この記憶が自分の記憶なのか、それとも菖寿丸のものなのかわからない。
ただ見守る事しかできなくて、触れて慰めたいと思った気持ちを押し殺しているのが印象的な夢だった。
「おはよう、真里」
声をかけられて目を覚ますと、先程まで泣いていた顔が、愛おしそうに僕を見下ろしていた。
「おはよう……ユキ」
抱きしめると体を預けてくれるのが愛おしい。ぎゅうっと腕に力を込めて抱き合っていると、ユキがぐりぐりと顔を押し付けてくる。
「うぅ、離れたくない……このまま真里と一緒に居たい」
「僕も、三日間あっという間だったね」
長い髪を梳くように撫でて、ユキの頬やおでこにキスするとくすぐったそうな、嬉しそうな反応をするのが可愛い。
あんな夢を見ていたからか、こうして遠慮なく触れられる事に感動してしまう。
「俺がしようと思ってたのに」
仕返しとばかりにユキから頭を掴まれて、頬や耳にキスの猛攻を受けるのもたまらなく好きだ。
ただ、ユキとこうした触れ合いをしてる時は、このままで済むわけもなくて……。耳から首に移動して、舐められて、握った両手を布団に押さえつけられて口内を貪られたら、どうしようもなくもっと深くまで触れ合いたくなる。
「もう起きなきゃいけないのに」
「真里も離れ難くなったか?」
こんな事しなくても十分離れ難かったのに、それどころかもっとって気持ちにさせられてしまった。
もっと触りたい、触って欲しい、でも我慢しなきゃって瀬戸際でもじもじしていると、ユキが体を擦り付けてくる。そんなことされたら我慢しなきゃって気持ちがボロボロ崩れる。
「今日は少し遅くなるって言ってあるから、もう少し」
そんなダメ押しされたら……!
「本当に? いいのかな?」
「いいさ」
甘言に流されたくなって、ユキの首に腕を回したところで。
ピリリリリと、遠くに置いていた僕の通信用インカムが鳴った……またか。
これはもう、ちゃんと出勤しなさいって事だな……なんて思って、僕が体を起こそうと動いたところで、ユキに肩を押されて布団に戻された。
「放っておけ」
「そういうわけには……」
だって、ユキ宛じゃなくて僕のインカムが鳴ってる。つまり、維持部隊からの連絡じゃない何かだ。

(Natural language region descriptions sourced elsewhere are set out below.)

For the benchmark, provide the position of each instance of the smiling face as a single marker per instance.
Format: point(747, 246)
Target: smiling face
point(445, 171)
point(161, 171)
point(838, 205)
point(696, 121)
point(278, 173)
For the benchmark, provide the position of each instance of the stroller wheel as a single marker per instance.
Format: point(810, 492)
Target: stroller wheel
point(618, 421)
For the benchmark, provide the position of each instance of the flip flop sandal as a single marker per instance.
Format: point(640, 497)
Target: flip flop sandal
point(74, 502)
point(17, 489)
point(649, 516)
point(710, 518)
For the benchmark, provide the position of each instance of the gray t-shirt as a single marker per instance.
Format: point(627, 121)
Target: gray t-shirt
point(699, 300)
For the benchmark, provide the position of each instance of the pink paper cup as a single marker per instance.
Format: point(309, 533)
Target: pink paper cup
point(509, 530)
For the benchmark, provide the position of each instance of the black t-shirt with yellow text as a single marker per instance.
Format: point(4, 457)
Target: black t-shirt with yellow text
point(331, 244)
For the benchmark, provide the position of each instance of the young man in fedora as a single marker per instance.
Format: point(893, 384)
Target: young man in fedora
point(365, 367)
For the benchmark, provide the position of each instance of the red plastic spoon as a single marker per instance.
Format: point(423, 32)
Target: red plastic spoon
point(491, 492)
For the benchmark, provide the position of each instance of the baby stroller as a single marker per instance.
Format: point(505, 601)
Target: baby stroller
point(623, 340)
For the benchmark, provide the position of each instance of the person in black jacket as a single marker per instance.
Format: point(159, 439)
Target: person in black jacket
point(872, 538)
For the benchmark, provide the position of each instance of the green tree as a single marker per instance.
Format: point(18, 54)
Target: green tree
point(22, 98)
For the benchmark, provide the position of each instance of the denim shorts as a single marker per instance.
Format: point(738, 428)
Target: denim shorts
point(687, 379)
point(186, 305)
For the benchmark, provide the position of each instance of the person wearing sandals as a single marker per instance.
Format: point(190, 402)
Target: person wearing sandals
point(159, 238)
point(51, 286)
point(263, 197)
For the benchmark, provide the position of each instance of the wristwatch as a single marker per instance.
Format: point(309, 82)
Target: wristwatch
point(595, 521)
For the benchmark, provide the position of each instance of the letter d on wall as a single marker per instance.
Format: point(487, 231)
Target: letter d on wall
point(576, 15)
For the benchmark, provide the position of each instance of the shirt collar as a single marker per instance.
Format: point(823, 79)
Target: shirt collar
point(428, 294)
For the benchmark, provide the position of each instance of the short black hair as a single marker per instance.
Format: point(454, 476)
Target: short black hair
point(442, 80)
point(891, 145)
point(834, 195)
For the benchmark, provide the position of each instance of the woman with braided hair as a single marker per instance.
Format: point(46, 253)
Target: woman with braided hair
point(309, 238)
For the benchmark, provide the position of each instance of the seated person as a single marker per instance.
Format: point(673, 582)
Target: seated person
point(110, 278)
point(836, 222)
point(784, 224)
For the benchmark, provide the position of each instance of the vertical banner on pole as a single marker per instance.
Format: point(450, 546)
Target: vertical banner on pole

出なきゃって思ってるのに、ユキからは行かせないって感じで抱きつかれてキスされている。そんなユキを抱きしめ返して、キスに応えると、ユキの口角が上がって腕の力が緩んだ。
そのまま抱きしめて、くるりと上下を逆転させるとユキは驚いた顔をした。そんなキョトン顔が愛しくて軽く口にキスしてから、そのまま僕はユキの上から離れて、棚に置いているインカムを取りに立ち上がる。
「ま~さ~とぉ」
駄々をこねるように名前を呼ばれたら、それだけでもう可愛くてニヤけてしまう!
火急の連絡かもしれないのに、場違いにもニヤニヤしながら通信をオンにした。
「はい、真里です」
「真里様、おはようございますハルキです」
通信相手はハルキさんだった。
僕に通信が来る時点で、ハルキさんか、管理課だろうなって予想はしていた。
「例のお手伝い頂く件、今日お話ができればと思うのですが、こちらに来ていただけますか?」
お手伝い……? と一瞬疑問に思ったが、恐らくハルキさんに相談していた例の件の着手についてだ。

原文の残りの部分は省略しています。